With the increase in the demand for electric power in the present society, the demand for power cables has increased. As a result, power cables that are capable of transmitting high-capacity electric power have been actively developed.
In general, a power cable includes a conductor and an insulation layer for covering the conductor. A high-voltage or ultrahigh-voltage cable may further include an inner semi-conductive layer interposed between the conductor and the insulation layer, an outer semi-conductive layer for covering the insulation layer, and a sheath layer for covering the outer semi-conductive layer. After being used for a predetermined period of time, the power cable is discarded. That is, the power cable is an article of consumption. A material obtained by cross-linking polyolefin polymers, such as polyethylene, ethylene polyethylene rubber (EPR), and ethylene propylene diene monomer (EPDM), which exhibit excellent mechanical and electrical characteristics, is generally used as a conventional insulation material for the power cable.
For cross-linked polyethylene (XLPE), however, it is not possible to reshape an insulation layer that does not satisfy quality control (QC) standards, such as cross-linkability, after the production of a cable. As a result, the produced insulation layer is discarded. In addition, it is difficult to burn up cables after the use of the cables for the lifetime thereof. That is, the cables are not environmentally friendly. Furthermore, in order to manufacture a cross-linked polyethylene (XLPE) cable, a cross-linking process at a high temperature and a high pressure (for example, about 300° C. and 7 atmospheres) is required after the formation of the cable. To this end, it is essentially required to introduce a curing pipe more than several tens of meters long, with the result that the costs related to a manufacturing factory site and necessary electric power are considerably increased. Furthermore, it is essentially required to add an expensive chemical material (e.g. a cross-linking agent) for cross-linking, with the result that manufacturing costs and resources consumption are increased.
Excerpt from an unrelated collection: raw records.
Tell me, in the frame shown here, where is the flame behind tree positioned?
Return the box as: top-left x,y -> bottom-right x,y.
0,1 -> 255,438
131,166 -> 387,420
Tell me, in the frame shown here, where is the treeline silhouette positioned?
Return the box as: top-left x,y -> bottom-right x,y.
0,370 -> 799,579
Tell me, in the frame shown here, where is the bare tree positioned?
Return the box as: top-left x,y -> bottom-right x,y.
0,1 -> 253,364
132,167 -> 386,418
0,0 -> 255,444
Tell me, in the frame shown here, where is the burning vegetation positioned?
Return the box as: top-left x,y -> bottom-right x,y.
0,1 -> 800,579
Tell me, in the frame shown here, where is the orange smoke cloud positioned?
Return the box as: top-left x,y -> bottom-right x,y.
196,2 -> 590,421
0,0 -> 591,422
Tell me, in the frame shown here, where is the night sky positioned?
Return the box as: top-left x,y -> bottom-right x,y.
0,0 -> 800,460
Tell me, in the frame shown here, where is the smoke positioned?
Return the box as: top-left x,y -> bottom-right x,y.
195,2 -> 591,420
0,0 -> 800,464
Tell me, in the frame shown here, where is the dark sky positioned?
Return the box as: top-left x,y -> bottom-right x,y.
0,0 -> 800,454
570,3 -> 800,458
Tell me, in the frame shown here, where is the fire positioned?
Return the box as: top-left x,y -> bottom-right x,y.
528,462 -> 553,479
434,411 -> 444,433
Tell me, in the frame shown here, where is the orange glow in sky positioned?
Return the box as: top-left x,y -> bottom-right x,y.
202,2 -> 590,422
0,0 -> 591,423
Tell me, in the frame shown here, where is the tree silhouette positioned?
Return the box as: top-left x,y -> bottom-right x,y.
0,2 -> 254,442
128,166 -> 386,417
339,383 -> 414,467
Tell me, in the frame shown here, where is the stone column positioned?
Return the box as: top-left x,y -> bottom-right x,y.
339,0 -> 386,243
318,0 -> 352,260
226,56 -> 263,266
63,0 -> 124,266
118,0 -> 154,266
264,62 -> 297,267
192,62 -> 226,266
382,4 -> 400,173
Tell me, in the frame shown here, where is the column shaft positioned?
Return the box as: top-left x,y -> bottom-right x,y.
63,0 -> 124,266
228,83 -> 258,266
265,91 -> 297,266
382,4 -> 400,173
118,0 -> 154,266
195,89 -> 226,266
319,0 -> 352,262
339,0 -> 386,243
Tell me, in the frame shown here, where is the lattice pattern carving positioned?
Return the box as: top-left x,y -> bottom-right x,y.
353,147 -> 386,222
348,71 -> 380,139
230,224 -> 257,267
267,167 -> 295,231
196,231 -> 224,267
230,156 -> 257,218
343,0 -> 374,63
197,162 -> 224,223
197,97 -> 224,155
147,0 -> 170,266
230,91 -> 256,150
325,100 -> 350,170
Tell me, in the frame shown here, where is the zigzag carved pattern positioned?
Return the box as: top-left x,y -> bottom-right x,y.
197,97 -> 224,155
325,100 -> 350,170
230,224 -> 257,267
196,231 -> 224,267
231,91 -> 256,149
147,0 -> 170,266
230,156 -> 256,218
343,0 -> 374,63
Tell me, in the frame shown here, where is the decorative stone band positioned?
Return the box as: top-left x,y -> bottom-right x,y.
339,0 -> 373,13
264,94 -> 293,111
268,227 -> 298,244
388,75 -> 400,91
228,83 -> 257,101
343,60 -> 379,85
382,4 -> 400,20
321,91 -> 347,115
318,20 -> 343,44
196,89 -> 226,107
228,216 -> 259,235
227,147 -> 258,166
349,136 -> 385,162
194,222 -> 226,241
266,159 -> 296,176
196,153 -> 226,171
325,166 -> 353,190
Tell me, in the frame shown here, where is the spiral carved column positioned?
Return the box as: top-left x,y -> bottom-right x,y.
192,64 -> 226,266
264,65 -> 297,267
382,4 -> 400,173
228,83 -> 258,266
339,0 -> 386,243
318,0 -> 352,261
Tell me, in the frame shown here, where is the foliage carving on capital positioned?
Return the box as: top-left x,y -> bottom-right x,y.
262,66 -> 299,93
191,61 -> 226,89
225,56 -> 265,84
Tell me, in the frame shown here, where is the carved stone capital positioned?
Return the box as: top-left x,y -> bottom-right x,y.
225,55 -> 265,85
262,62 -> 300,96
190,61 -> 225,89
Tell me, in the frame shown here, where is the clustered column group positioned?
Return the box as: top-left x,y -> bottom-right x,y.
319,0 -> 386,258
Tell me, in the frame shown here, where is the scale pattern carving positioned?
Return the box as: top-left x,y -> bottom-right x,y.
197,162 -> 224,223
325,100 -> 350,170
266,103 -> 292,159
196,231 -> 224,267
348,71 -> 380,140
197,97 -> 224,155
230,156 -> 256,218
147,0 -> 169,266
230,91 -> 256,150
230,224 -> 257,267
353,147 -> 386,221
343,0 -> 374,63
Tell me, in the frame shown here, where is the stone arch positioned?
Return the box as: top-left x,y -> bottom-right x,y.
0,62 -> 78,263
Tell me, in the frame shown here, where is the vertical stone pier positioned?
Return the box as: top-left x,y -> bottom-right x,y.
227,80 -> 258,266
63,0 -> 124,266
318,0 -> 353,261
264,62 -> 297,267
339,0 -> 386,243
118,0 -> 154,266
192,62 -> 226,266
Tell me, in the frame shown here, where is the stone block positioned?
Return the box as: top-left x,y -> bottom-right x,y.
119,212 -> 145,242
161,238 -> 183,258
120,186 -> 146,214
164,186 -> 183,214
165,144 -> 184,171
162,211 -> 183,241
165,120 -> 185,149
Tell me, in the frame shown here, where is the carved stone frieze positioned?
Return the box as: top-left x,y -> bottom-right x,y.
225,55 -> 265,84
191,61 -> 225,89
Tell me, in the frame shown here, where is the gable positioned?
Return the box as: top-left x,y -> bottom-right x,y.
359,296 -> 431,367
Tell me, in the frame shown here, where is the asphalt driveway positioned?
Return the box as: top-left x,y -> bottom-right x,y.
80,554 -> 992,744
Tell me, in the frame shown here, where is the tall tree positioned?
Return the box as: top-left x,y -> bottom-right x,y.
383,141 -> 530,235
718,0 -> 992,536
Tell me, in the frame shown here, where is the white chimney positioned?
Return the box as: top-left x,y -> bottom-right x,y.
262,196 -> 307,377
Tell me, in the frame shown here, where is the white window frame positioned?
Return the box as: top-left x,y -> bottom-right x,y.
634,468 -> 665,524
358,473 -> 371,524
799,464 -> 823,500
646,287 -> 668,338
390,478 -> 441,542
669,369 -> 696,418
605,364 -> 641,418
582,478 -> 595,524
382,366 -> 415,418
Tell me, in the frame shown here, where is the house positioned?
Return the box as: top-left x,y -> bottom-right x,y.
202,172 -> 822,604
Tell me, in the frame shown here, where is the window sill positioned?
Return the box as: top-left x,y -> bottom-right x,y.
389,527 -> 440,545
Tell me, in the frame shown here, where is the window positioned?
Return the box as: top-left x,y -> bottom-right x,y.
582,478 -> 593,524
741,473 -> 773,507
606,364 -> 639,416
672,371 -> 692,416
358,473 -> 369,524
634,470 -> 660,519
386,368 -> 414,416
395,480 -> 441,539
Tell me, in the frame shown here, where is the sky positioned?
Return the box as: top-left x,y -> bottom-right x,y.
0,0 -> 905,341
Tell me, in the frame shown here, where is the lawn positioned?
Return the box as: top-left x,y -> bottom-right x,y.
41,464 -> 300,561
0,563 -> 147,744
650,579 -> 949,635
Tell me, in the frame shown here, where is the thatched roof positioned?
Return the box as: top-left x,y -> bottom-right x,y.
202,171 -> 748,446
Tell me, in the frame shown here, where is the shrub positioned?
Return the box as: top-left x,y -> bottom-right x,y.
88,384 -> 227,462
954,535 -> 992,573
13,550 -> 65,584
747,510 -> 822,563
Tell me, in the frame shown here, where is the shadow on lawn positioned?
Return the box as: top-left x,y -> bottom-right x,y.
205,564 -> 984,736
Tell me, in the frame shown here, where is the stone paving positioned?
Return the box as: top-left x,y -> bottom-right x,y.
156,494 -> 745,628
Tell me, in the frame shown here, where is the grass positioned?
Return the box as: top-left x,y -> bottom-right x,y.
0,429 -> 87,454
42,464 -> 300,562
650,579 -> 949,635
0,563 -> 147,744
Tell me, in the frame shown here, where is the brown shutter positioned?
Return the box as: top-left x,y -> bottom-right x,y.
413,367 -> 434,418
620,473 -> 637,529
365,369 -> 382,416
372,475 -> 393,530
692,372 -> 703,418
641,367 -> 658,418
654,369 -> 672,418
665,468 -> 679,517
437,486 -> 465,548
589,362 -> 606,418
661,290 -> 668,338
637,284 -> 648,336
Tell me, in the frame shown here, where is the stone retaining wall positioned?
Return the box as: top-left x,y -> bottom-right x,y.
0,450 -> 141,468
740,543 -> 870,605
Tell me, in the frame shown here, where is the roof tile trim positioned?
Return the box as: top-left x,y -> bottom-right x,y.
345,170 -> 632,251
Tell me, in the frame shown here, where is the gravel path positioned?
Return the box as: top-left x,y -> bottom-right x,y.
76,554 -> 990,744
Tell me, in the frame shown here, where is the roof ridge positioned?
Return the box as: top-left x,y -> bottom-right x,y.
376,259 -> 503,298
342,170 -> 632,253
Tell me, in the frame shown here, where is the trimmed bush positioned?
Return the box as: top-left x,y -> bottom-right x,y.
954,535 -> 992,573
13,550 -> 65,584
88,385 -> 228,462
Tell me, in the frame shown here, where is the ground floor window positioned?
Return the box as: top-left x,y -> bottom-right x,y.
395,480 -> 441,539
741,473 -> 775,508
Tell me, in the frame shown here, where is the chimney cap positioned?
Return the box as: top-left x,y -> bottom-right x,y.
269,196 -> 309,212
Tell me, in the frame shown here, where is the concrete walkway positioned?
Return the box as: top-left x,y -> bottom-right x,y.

Various attempts have been made in order to solve the above-mentioned problems. For example, Korean Patent Application Publication No. 10-2014-0134836 discloses a composition configured such that propylene copolymer particles are dispersed in a polypropylene matrix, wherein the composition is used as an insulation material. An environmentally friendly polypropylene resin that exhibits high heat resistance without being cross-linked since the melting point of the polymer is 160° C. or higher is used as a matrix, and a propylene copolymer having a predetermined average particle size is dispersed in the polypropylene matrix in order to improve the low flexibility and bendability of the polypropylene resin, which are the drawbacks of the polypropylene resin. The resultant composition is used as an insulation material. The product manufacturing process is completed immediately after the formation of the cables without an additional cross-linking process, with the result that manufacturing costs are considerably reduced. In addition, in the event that a produced cable does not satisfy prescribed standards, the insulation layer may be separated and reshaped, with the result that the produced insulation layer may be reused.
However, the above-mentioned publication does not suggest the possibility of a heterophasic polymer composition for cable insulation layers that exhibits higher electrical characteristics than conventional heterophasic polymer compositions and, in addition, exhibits high dielectric strength at a high temperature or when mechanical force is applied thereto.
In addition, with the increase in the amount of electric power that is used, power cables capable of transmitting high-voltage electricity have been increasingly used, and there is an urgent necessity to improve the properties of polypropylene in order to positively use polypropylene as an environmentally friendly insulation layer that retains its electrical characteristics even at a high temperature. In conclusion, there is a high necessity for a heterophasic polymer composition for cable insulation layers that exhibits further improved AC dielectric breakdown strength, long-term heat resistance, electrical insulation, and mechanical strength while exhibiting flexibility and bendability equal to or higher than those of cross-linked polyethylene (XLPE) such that the cross-linked polyethylene (XLPE) can be replaced with the heterophasic polymer composition.